I think your understanding is mostly correct. A big part of LSP is helping you navigate and understand code, especially code written by other people. Jump to definition, find references, rename symbols, hover docs, autocomplete, etc. It’s basically a smarter way of exploring a codebase than grepping through files.
A lot of the demand for LSP also comes from people who grew up using IDEs. They’re used to having methods, types, parameter names, and documentation available right in the editor. It isn’t really about code generation, it’s more about reducing the need to constantly switch between your editor and documentation.
Personally, I think the value depends a lot on the language and ecosystem. For something like Java, C#, or TypeScript, where there are huge frameworks and libraries, LSP can be a massive productivity boost because nobody can remember every API.
With Crystal, though, I’ve never felt the lack of LSP as strongly as some people do.

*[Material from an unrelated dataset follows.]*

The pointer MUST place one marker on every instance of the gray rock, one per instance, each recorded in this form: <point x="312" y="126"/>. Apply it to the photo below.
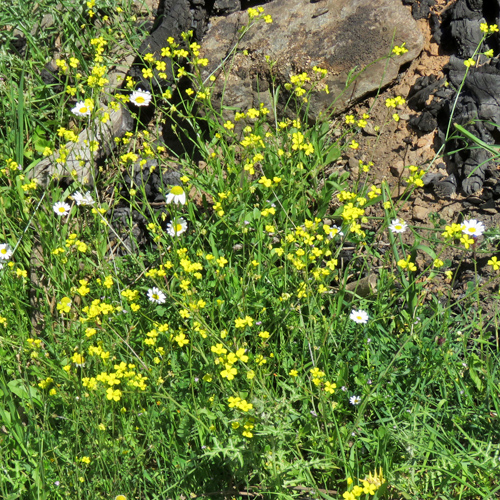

The standard library is relatively compact, the ecosystem is still fairly small, and the API docs are excellent. Most of the time I can just keep the docs open, do a quick search, and find what I need.
That said, I can understand why people working on larger Crystal projects want better LSP support. Features like jump-to-definition, find references, and reliable refactoring become more valuable as a codebase grows. If you’re spending all day moving around a large project, those little conveniences add up quickly.
As for why there’s less resistance to LSP than LLMs, I think it’s because LSP is mostly helping you understand code that already exists, while LLMs are trying to generate new code. People generally trust tooling that helps them navigate their code more than tooling that tries to write it for them.